I don’t tend to think much of the episodes where Haiyore! Nyaruko-san tries to get serious, but this is one of the better examples so far. It certainly isn’t thanks to the plot device of Kuuko’s sister, who’s one of the more annoying characters of the season – I’d be quite happy if Nyaruko really did lock her in that room for a few millenia. And I’m not all that sympathetic to Nyaruko’s sob story, either.
The odd thing is, I think I like Mahiro and Kuuko as a couple better than Mahiro and Nyaruko (or Nyaruko and Kuuko, for that matter). There was a charm and romantic spark to their supposedly fake romantic moments (which Kuuko admitted weren’t entirely fake) that I’ve frankly never seen between he and Nyaruko. And Kuuko actually thinks about the reasons she’s attracted to him, and they’re good ones. All Nyaruko ever does, really, is fall back on the “I’m the main character so it has to be me!” gag – the irony being, of course, that she’s almost surely right. Even when she manages to break down his walls a little, she has to blow it by stuff like coming to the breakfast table with lies about all the things they did together the night before. I think Nyaruko could take a few lessons from Kuuko on how to win a guy over – which is also some pretty good irony.
Comedy-wise, there wasn’t really all that much happening this week, which is not a good thing where this series is concerned – usually, though in this case the plot worked well enough to carry the episode modestly well. We had a very funny bit with Kuuko trying to think up baby names combing her name with Mahiro’s (my favorite was Kuroko – “If it’s a boy he’ll play basketball, and if it’s a girl we’ll send her to Academy City”) and another solid gag with Yoriko spinning tales of her courtship (why don’t we ever see Mahiro’s Dad, anyway?) to Shanta-kun. Sadly Hastur remains mostly irrelevant, which is an ongoing problem for this series. For all its edginess it doesn’t really have the guts to treat Hastur as a serious romantic option for Mahiro, which relegates him either to being the punch-line, the peacemaker or irrelevant altogether apart from the occasional episode that focuses on him as a stand-alone.
Mushibugyou – 06
The plot thickens, as they say – and given the news that Mushibugyou is going to be a two-cour series (at least) that’s good news, as there should be time to sort it out.
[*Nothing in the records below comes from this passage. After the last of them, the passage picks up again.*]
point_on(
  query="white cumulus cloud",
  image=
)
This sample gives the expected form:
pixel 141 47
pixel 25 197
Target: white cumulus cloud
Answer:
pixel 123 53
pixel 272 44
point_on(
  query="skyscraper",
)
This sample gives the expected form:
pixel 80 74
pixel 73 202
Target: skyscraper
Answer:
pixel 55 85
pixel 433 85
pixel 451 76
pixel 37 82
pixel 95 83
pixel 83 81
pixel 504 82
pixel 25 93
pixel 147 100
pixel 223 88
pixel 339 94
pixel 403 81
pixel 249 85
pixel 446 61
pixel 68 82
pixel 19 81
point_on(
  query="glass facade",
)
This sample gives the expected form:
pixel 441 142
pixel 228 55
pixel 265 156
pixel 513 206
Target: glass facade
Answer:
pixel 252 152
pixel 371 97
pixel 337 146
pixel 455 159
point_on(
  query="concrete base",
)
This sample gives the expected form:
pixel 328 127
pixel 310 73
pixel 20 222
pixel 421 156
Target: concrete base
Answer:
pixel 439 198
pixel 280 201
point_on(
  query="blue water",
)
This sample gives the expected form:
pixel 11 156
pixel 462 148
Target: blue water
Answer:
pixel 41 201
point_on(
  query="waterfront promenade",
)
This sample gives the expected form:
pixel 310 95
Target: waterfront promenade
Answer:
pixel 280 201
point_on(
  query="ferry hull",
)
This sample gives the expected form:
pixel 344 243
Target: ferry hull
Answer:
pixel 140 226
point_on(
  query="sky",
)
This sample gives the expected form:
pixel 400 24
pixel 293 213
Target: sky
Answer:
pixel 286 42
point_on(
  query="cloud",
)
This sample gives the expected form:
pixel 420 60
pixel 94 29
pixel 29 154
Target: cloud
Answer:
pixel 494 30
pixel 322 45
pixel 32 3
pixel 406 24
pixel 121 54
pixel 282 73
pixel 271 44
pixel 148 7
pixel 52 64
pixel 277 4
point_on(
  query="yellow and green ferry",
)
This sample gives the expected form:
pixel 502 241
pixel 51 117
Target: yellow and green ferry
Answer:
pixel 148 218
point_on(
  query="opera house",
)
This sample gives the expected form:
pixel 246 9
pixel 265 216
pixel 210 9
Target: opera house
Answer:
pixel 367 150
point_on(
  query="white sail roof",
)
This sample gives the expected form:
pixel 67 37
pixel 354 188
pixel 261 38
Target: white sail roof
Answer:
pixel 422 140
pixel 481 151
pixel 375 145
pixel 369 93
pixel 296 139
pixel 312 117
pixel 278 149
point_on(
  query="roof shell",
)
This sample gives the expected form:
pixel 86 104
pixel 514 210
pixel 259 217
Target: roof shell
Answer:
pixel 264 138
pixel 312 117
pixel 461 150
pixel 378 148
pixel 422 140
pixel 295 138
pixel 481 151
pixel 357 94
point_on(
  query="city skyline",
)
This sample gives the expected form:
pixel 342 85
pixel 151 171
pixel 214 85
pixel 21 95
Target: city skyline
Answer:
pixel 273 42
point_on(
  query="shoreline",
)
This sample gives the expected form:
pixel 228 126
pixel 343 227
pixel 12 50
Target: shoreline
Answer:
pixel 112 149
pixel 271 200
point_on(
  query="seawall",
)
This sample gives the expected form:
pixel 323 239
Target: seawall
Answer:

The big addition to the cast is Nagatomimaru, the gent in the Noh mask we saw at the end of the last episode. He’s an odd sod to say the least – an insect otaku and hikimomori (although the latter turns out to be not really true given the reveal at the end of the episode), he’s broken into the Insect Magistrate in an attempt to get a look at their secret library, desperate to learn why giant insects suddenly appeared 100 years earlier. I’d kind of like to know myself. He’s played by Fukuyama Jun in what for him amounts to a somewhat understated performance, yet another big name in a cast full of them.
As if last week’s introduction of a giant flea wasn’t disturbing enough, this time it’s a giant mosquito – another bug I especially dislike even in its normal size. Nagatomimaru ends up being the latest member of Jinbei’s harem, swept along by his honesty and martial spirit, and while his attempted break-in to the library proves disastrous he does prove useful in helping Jinbei defeat the aforementioned O-Ka. But not before convincing himself it was all a dream even as the bug sucked the blood out of a bystander with grotesque sound effects.
As it turns out Nagatomimari is none other than Tokugawa Ieshige, the heir to the Shogunate. Mushibugyou has taken some major liberties with history – the real Ieshige was facially deformed and had a speech impediment, this one is a bishounen voiced by Jun – but it’s true he was an odd man thought unsuited for the succession by most of his father’s retainers. His connection to the Insect Magistrate should prove an interesting complication – he agrees to Kotori’s deal that he keep secret what he eventually sees in the archives in return for having his identity protected, but only if he can come and play with Jinbei every day. And what he was saw a map with a strange crest on it, showing a giant “X” through the South of Japan, leading to the inescapable conclusion that there are major conspiracies at work here.